In contrast, the pro-EU forces have, so far, been in a quiet shambles. The longstanding standard bearer of the pro-EU message, The European Movement, for instance, has been barely visible. The business lobby group British Influence has offered very little beyond a Facebook page that preaches to the converted.
Now that there will be a referendum in 2016 or 2017, the pro-European lobby may finally get into gear.
Pro-EU forces face three major challenges. First, the referendum will be based on the deal Cameron strikes during the renegotiations. Cameron will need to play hardball to win concessions that diminish the role of the EU in certain policy areas and restrict the rights of citizens from other EU states in order to placate Euroskeptic Conservatives.

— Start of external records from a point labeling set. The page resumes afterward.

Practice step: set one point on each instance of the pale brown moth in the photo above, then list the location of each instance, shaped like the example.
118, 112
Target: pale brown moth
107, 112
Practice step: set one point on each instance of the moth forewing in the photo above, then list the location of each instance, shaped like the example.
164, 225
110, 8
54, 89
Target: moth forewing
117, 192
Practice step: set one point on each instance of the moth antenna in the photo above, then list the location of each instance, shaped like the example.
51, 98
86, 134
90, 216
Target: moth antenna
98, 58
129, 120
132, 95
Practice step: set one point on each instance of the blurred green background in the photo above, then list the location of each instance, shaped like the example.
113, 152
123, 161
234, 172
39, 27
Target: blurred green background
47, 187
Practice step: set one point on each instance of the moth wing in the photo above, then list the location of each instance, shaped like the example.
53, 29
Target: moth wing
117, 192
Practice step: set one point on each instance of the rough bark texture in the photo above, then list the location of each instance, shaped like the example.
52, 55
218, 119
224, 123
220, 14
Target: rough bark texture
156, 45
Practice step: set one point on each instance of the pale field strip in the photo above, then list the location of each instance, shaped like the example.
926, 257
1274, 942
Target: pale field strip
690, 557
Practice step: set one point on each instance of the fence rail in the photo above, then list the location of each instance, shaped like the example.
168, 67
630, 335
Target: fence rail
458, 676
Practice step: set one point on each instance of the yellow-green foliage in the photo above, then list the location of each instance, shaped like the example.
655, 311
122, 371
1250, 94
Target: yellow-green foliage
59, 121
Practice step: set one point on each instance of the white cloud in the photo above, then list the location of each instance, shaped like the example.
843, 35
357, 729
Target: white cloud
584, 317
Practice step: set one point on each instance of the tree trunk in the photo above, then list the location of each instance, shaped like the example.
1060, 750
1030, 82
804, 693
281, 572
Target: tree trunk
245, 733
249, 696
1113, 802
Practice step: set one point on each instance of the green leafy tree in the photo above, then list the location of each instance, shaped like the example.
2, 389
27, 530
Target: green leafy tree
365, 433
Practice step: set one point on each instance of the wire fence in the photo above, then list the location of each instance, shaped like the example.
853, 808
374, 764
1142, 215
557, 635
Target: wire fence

That may result in a package that some pro-EU forces will not like, but one they will need to support during the referendum.
Second, pro-EU forces will have to convey the intangible and indirect benefits of British membership to ordinary voters. That will be difficult, considering how adept anti-EU forces have been at pointing to tangible disadvantages. Most EU advocates frequently point to the benefits of being inside the EU’s single market, but to a lot of voters, this feels quite abstract and distant.
The pro-EU lobby may wish to learn the lesson of the Scottish independence referendum last year: A “positive change” message can galvanize voters; hence the pro-EU message cannot simply be about the continuation of the status quo laced with fears of a step into the unknown.
The added problem for the pro-EU lobby, however, is that sticking with a Union that is four decades old—the European Union—has less resonance than sticking with a union—the United Kingdom—that is three centuries old.
Third, referendums are unpredictable and hazardous things. While there may be a particular question about the EU on the ballot paper, many voters will cast their ballots answering several different questions, usually linked to their judgment on the government in power.
Current polls suggest 55 percent would vote to remain in the EU (65 percent if asked about remaining “after a successful renegotiation”). But Britons’ attitudes to European integration have fluctuated significantly over the past 40 years and have rarely been top of British voters’ concerns at election time.
Fickle public opinion, the wider lack of relevance to Britons, and the intangibility of what advocates see as the benefits of EU membership offer a three-pronged challenge to the pro-EU lobby in the UK. The fate of the UK’s future in the EU may well depend on its ability to meet that challenge.
Tim Haughton is a political scientist based at the University of Birmingham in the UK.